Sunday, December 25, 2016

Hello!

How is your Christmas? I hope you enjoy it and you spend time on reading books instead of studying, just like me. All of my family members are huge bibliophiles, so there are always lots of books among our Christmas gifts. This year I got a great compendium about one of my favourite Tarantino's movies: "Pulp Fiction. Wszystko o kultowym filmie Quentina Tarantino" by Jason Bailey. I've already read a half, so I can tell that it's a very detailed and quite well-written study. It includes not only research on Pulp fiction, but also many information about Tarantino's life, other movies of him and references to other directors and their work.

Those of you who are interested in movies surely know than even the best productions are full of little mistakes, and even Pulp fiction isn't free of them. I post here a translation of some examples given in Bailey's book:

1. Execution in the Brett's apartment. When Jules and Vincent are shooting to Brett, both of them empty their clips. Then Tarantino go back to this scene in the beginning of another sequence (The Bonnie situation). Jules and Vincent empty their clips, but when "the fourth guy" comes out from a bathroom, they shoot again.
2. In the same particular scene Jules and Martin are talking to Marvin (before the guy from the bathroom appears). The wall is full of holes from shooting which, actually, haven't been shot yet.
3. There's a mistake in a famous adrenaline injection scene. Mia wakes up rapidly with a syringe in her heart. But wait... Where's the red point that Vincent put in her chest before?
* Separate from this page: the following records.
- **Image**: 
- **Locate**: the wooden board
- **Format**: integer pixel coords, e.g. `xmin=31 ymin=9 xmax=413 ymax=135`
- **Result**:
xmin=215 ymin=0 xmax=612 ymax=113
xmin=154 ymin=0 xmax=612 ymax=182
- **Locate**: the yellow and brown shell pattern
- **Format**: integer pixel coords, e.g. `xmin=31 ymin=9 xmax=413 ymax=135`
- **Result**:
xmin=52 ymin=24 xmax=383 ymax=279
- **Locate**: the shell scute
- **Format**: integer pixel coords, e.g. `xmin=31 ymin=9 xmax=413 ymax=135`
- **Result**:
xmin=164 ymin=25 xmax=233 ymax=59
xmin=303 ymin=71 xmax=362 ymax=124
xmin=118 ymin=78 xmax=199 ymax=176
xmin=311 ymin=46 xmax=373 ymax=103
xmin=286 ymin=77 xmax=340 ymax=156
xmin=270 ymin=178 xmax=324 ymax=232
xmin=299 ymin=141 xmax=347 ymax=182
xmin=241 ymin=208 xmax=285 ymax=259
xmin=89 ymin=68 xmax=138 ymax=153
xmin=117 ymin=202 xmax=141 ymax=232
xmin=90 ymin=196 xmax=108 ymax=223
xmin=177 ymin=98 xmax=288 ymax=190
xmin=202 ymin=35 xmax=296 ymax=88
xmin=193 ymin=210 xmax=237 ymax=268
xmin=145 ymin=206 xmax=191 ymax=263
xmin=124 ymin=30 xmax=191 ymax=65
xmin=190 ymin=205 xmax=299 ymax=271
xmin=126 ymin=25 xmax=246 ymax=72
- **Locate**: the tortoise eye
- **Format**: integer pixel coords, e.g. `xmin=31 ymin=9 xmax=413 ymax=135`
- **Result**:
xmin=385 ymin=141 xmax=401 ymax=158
4. A scene at the end of the prologue, just before the "Misirlou" and the credits. Honey-Bunny says: "Any of you, fucking pricks, move, and I'll execute every motherfucking last one of you!". When Tarantino returns to this scene in The Bonnie situation, she says: "Any of you, fucking pricks, move, and I'll execute every one of you motherfuckers". According to Tarantino, it wasn't a mistake but a deliberated effect, which he used to show that everyone remembers the same situation in a different way.